En relación, sin embargo, con los diversos movimientos que pretenden, si bien con evidente puerilidad, enlazar con la Gran Fraternidad Blanca, Bramanti reconocía que la Rosicrucian Fellowship de Max Heindel era bastante ortodoxa, pero sólo porque en ese ambiente se había formado Alain Kardec. Todos saben que Kardec fue el padre del espiritismo, y que a partir de su teosofía, la cual prevé el contacto con las almas de los difuntos, se ha formado la espiritualidad umbanda, gloria del nobilísimo Brasil. En esa teosofía, Aum Bhandà es expresión sánscrita que designa el principio divino y la fuente de la vida (nos han vuelto a engañar, susurró Amparo, ni siquiera umbanda es una palabra nuestra, lo único que tiene de africano es el sonido).
La raíz es Aum o Um, que por lo demás es el Om budista, es el nombre de Dios en la lengua adámica. Um es una sílaba que, debidamente pronunciada, se convierte en un mantra poderosísimo y provoca en la psique corrientes fluídicas de armonía a través de la siakra o Plexo Frontal.

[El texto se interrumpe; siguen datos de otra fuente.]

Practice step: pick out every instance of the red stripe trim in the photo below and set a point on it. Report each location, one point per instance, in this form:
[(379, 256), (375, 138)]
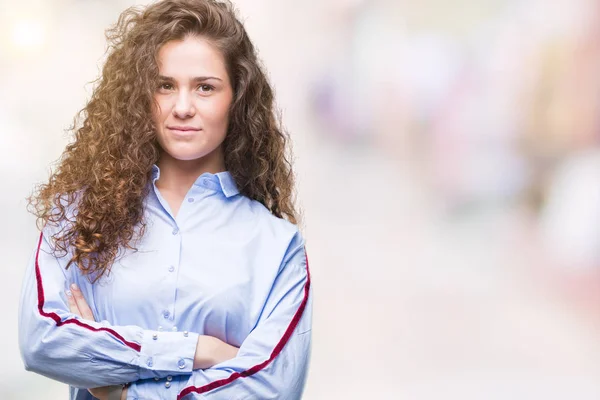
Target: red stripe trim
[(56, 317), (286, 336)]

—¿Qué es el plexo frontal? —preguntó Amparo—. ¿Una enfermedad incurable?
Bramanti aclaró que había que distinguir entre los verdaderos rosacruces, herederos de la Gran Fraternidad Blanca, obviamente secretos, como la Orden Antigua y Aceptada de la que él era indigno representante, y los «rosacrucianos», es decir, cualquiera que por razones de interés personal se inspirase en la mística rosacruz sin estar autorizado. Recomendó al público que no diese crédito a ningún rosacruciano que se presentara como rosacruz.
Amparo observó que todo rosacruz es el rosacruciano del otro.
Un incauto del público se puso en pie y preguntó por qué su orden pretendía ser auténtica, si violaba la regla del silencio, característica de todo adepto verdadero de la Gran Fraternidad Blanca.
Bramanti se puso en pie y dijo:
—No sabía que también aquí se infiltraban provocadores pagados por el materialismo ateo. En estas condiciones no seguiré hablando.
Y salió, no sin cierta majestad.
Aquella noche telefoneó Agliè para preguntar cómo estábamos y comunicarnos que al día siguiente nos invitarían por fin a participar en una ceremonia. Entretanto propuso que saliéramos a beber algo. Amparo tenía una reunión política con sus amigos, y fui solo.